Friend Connect was launched yesterday. It is very cool. It's basically a plug-and-play social network for a web site that merges the social networks of various major social networking sites plus your address book. In fact, this site is now a social network. Check out the sidebar. If you haven't tried out one of the Friend Connect sites yet, it's really worth trying, and you might as well start here. For the moment, I just have the comments and friends gadgets in the sidebar (and in this post), but will probably add some as new things become available.
But, more importantly, it's a big step on the path that OpenSocial started. Unfortunately, OpenSocial itself is a little opaque and confusing, but the root idea of allowing applications to uniformly access social data is important. However much people tend to deride some of the shallow social contact social networks provide, it provides a kind of ambient social interaction which is appealing and not necessarily shallow. There's no reason any site where meaningful interaction occurs (commenting, even co-reading, as with many blogs) shouldn't have a "social" aspect, where I can see the posts of my friends, see the friends of friends, etc. Friend Connect does that. Better yet, it turns any site into an OpenSocial container.
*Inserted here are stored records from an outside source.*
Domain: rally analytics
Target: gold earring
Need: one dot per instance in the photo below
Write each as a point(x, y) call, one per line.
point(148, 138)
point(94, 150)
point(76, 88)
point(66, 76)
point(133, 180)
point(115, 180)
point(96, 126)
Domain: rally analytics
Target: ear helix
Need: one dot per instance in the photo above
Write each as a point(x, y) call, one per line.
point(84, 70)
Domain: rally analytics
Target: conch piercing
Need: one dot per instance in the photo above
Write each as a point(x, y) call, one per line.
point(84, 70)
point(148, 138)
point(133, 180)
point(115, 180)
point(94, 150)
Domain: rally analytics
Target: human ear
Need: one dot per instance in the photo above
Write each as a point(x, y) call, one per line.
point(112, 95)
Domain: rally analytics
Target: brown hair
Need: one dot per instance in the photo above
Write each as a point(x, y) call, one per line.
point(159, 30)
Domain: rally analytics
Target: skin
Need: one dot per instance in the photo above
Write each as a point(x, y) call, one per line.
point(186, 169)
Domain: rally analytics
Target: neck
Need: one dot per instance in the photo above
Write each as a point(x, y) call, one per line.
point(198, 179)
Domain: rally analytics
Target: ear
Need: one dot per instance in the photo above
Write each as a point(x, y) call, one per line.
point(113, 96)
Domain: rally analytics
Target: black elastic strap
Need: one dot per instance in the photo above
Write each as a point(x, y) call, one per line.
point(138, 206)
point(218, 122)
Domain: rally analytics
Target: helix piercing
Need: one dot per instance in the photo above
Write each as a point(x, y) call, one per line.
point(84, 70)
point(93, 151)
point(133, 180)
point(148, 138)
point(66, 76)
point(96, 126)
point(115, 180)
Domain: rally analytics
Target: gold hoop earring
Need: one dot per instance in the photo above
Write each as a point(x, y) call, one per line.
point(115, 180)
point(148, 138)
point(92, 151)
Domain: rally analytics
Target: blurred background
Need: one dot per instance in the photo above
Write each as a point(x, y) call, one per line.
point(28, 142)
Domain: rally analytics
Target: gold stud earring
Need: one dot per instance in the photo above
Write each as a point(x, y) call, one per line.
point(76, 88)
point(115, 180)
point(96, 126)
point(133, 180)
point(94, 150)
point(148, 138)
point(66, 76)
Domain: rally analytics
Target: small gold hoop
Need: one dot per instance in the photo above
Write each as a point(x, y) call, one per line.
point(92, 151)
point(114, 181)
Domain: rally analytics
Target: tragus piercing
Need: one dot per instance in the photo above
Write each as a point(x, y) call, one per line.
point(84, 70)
Ok, enough sales pitch, I'm just enthused :)
One of the things I like a great deal about the board gaming community is that the online social interaction translates into in-person social interaction. If it weren't for the Unity Games mailing list (and others), boardgamegeek, or even other non-boardgaming focused social networks, I wouldn't be aware of and be able to participate in anywhere near the fraction of in-person gaming that I do. I suspect (and in some cases know) many other small site communities have the same effect, probably more so than the big generic social networks. The big social networks are often "really" about dating or getting a job. The smaller networks can be about board games, or knitting, or geocaching or whatever. The "me" social network is, uh, about reading this blog. And really, ever since I was a little boy, I've wanted to be a social network, so please join. Haven't you ever wanted to be a social network?
(Disclosure: I work for Google and know the team that built Friend Connect, but am not directly involved in its development. This is my personal blog. The views expressed on these pages are mine alone and not those of my employer.)